TLDR: Melissa and Kimberly share their experience in creating a two-mom family, including details of their IUI and IVF journeys and the kind of support they’re receiving as members of the LGBTQ+ community.
As exciting as it is to decide to have a baby, family building for the LGBTQ+ community can be a roller coaster. From the length of time it takes to conceive to the hurdles of parenthood itself, the fertility journey for a two-mom family can be full of surprises—and it certainly was for our featured couple, Melissa and Kimberly.
Melissa, an LGBTQ+ content creator, and her wife Kimberly, a nurse, celebrated their marriage in the fall of 2020. While they were dating, the couple agreed that once they tied the knot they would start looking into fertility treatments and see what the journey ahead looked like for their family.
In 2021, we connected with Melissa to tell her story.
Expectful: When did you decide to start trying to conceive, and where are you in your fertility journey now?
Melissa: The topic of having children was covered early on when Kim and I were dating. I felt very strongly about the fact that I wanted to start a family, as did my wife. The stipulation was that I wanted to be married first. However, I’m turning 38 this year, and my wife is turning 36. Given the biological clock and the time that you have the highest odds to conceive, we figured that starting sooner rather than later would be beneficial for both of us.

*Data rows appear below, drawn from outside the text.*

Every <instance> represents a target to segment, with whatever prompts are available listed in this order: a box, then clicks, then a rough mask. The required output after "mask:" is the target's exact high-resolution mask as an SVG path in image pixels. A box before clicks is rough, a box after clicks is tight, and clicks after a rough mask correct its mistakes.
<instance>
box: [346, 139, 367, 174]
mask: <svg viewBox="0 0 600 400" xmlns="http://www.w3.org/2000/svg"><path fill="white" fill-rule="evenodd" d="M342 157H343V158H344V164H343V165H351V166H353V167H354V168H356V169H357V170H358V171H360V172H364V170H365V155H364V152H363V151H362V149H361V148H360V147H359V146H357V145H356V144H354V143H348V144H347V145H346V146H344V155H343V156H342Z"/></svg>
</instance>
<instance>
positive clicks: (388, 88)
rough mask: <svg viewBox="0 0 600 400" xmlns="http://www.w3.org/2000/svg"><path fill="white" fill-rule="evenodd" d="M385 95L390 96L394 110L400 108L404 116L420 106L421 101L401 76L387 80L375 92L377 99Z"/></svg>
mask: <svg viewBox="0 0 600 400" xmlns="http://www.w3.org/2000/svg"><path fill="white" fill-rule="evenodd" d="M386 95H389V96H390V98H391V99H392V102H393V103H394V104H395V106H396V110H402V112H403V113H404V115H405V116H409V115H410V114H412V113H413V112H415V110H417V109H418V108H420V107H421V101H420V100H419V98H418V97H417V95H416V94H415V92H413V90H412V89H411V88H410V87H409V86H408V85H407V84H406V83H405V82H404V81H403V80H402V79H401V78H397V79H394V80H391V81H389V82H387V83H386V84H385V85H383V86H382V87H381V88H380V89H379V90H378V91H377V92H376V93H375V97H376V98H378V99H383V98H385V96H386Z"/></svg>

So we’ve done two rounds of IUI1 thus far, both of which were unfortunately unsuccessful. I actually have my consultation for IVF today. Earlier this month, my insurance changed and waived the mandatory six IUI treatments necessary before they would start coverage for IVF. So, I am switching to a new hospital system to start this round of treatment and I’m so excited for the consultation.
Expectful: Is there anything that’s surprised you about this process?
MC: It varies on a state by state basis, but in the state of Ohio, if you are using a third party donor to conceive, you have to undergo mandatory testing with a psychotherapist. Due to COVID limitations, we did a video consultation which lasted approximately two hours with a psychotherapist from the comfort of our living room and discussed a lot of things that we hadn’t thought about previously.
Initially I was concerned with whether this testing was required across the board for all people using a third party donor or whether it was just for same-sex couples. I felt relieved to find out that it was for everybody.
After we actually went through it, I feel like it was very enlightening. There were some topics that we hadn’t considered yet and just talking openly with the therapist was surprisingly helpful to us.
Expectful: You’ve been so open to sharing your TTC journey as an LGBTQ+ couple—what has motivated you to open up about this experience?
MC: I feel like there’s so much animus about what the journey and the process looks like. I’m on several different support groups where people come to the table and ask questions of friends, and other other resources. It leads me to believe that there’s also a little bit of an apprehension to just openly discussing things with your actual doctor, who could be a fountain of information for you.
So I’m trying to tell myself to remember to be open and be unafraid to ask any relevant questions, and I would recommend anyone else in this situation to do the same. It’s your health, it’s your future, it’s your family. And if there’s any time where you should feel completely at home and comfortable, it’s in this situation.
Expectful: You’ve shared that both you and Kim hope to carry future pregnancies for your two-mom family. Can you share how you came to that decision together?
MC: I have always wanted to have the experience of carrying a child. It’s something that I’ve innately wanted since I was little, and my wife happens to share that same feeling. For her it was a little bit later on in life; she wasn’t exactly sure that she wanted to have kids, but shortly before we met, she had come to the conclusion that she did, in fact, want a family. And if she was going to have a family, she also wanted to carry. So we decided to have two kids so that we each get the opportunity to carry a child.
Expectful: If you could share a message to yourself or your wife before you started your fertility journey, what would you say?
MC: We are so fortunate. I feel very confident being in the middle of this journey now, knowing that we have a really great support system of chosen family.
No matter what people tell you about their experience and family planning, or how hard the two-week wait is, nothing compares to actually experiencing it. It’s not only a combination of waiting that 14-day period, but it’s all the emotions and all the hormones that go along with it. Try to give yourself a little grace and patience and kindness with yourself. There’s so many uncontrollables that you go through and that you can’t anticipate, and it’s difficult to navigate.
Remember to lean into your relationship, too. Kim is not physically going through the same process that I am, but when you lean in as opposed to pulling back, it allows your partner to really experience that in real time with you and support you better.
Expectful: Do you have any words of affirmation or encouragement for other LGBTQ+ families that are trying to conceive or thinking about starting a family?
MC: The family you dreamt of is possible. Growing up, I wanted a family. I’ve always wanted one. I feel as though when you come out, it also comes along with all of these questions over whether the family you’ve dreamt up is actually attainable. What does that look like?
There are so many different paths to get there, and I feel as though it’s easy to get discouraged. It’s easy to lose sight of what the end of the road looks like when you’re in the middle of it. Sometimes it’s a little more stressful and a little more difficult than anticipated. So I would say remember that the family that you want, and the family that you dream up, is possible.